In [1]:
import glob
import random
from typing import List
from collections import defaultdict

import pandas as pd
import os

import numpy as np
from numpy.random import choice

import torch
import torch.nn as nn
import torch.optim as optim
import torch.nn.functional as F
from torch.utils.data import Dataset, DataLoader

from symusic import Score
from miditok import REMI, TokenizerConfig

  from .autonotebook import tqdm as notebook_tqdm


In [2]:
ROOT = "maestro-v3.0.0"            # change if you unpacked elsewhere
meta = pd.read_csv(os.path.join(ROOT, "maestro-v3.0.0.csv"))

def list_midi_files(split):
    paths = meta.loc[meta["split"] == split, "midi_filename"]
    return [os.path.join(ROOT, p) for p in paths]

train_files = list_midi_files("train")        # 962 MIDI files
val_files   = list_midi_files("validation")   # 137
test_files  = list_midi_files("test")         # 177


In [3]:
type(train_files[0])
train_files[0].encode('utf-8').decode('utf-8')
print(train_files[0].encode('utf-8'))
str.encode(train_files[0], 'utf-8')

b'maestro-v3.0.0\\2018/MIDI-Unprocessed_Chamber3_MID--AUDIO_10_R3_2018_wav--1.midi'


b'maestro-v3.0.0\\2018/MIDI-Unprocessed_Chamber3_MID--AUDIO_10_R3_2018_wav--1.midi'

Tokenizer

In [None]:
config = TokenizerConfig(num_velocities=1, use_chords=False, use_programs=True)
tokenizer = REMI(config)
tokenizer.train(vocab_size=1000, files_paths=train_files)
tokenizer.save("tokenizer.json")

  super().__init__(tokenizer_config, params)


In [None]:
class MIDIDataset(Dataset):
    def __init__(self, file_paths: List[str], tokenizer):
        self.tokenizer = tokenizer
        self.file_paths = file_paths
    def __len__(self):
        return len(self.file_paths)

    def __getitem__(self, idx):
        midi = Score(self.file_paths[idx])
        tokens = self.tokenizer(midi)
        return np.array(tokens)

In [None]:
train_dataset = MIDIDataset(train_files, tokenizer)
test_dataset = MIDIDataset(test_files, tokenizer)

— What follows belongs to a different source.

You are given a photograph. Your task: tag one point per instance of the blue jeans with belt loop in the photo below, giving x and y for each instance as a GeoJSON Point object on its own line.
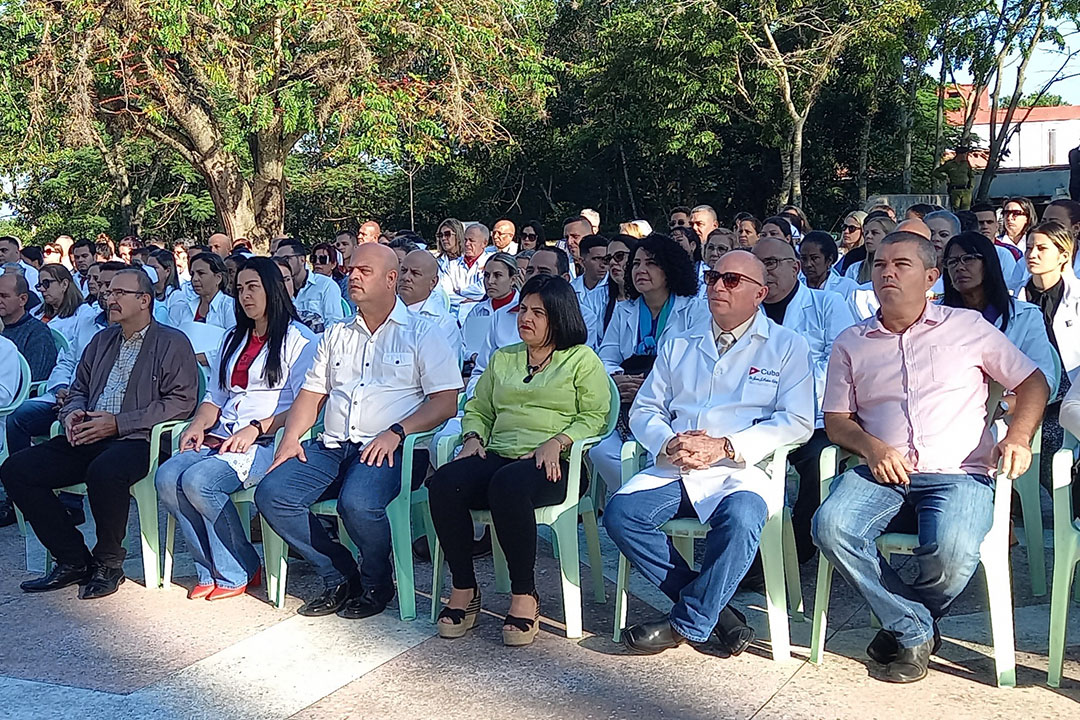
{"type": "Point", "coordinates": [633, 522]}
{"type": "Point", "coordinates": [955, 513]}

train_loader = DataLoader(train_dataset, batch_size=1, shuffle=True)
test_loader = DataLoader(test_dataset, batch_size=1, shuffle=False)

In [None]:
class SecondOrderMarkovChain:
    def __init__(self):
        self.transitions = defaultdict(lambda: defaultdict(int))
        self.probabilities = defaultdict(lambda: defaultdict(float))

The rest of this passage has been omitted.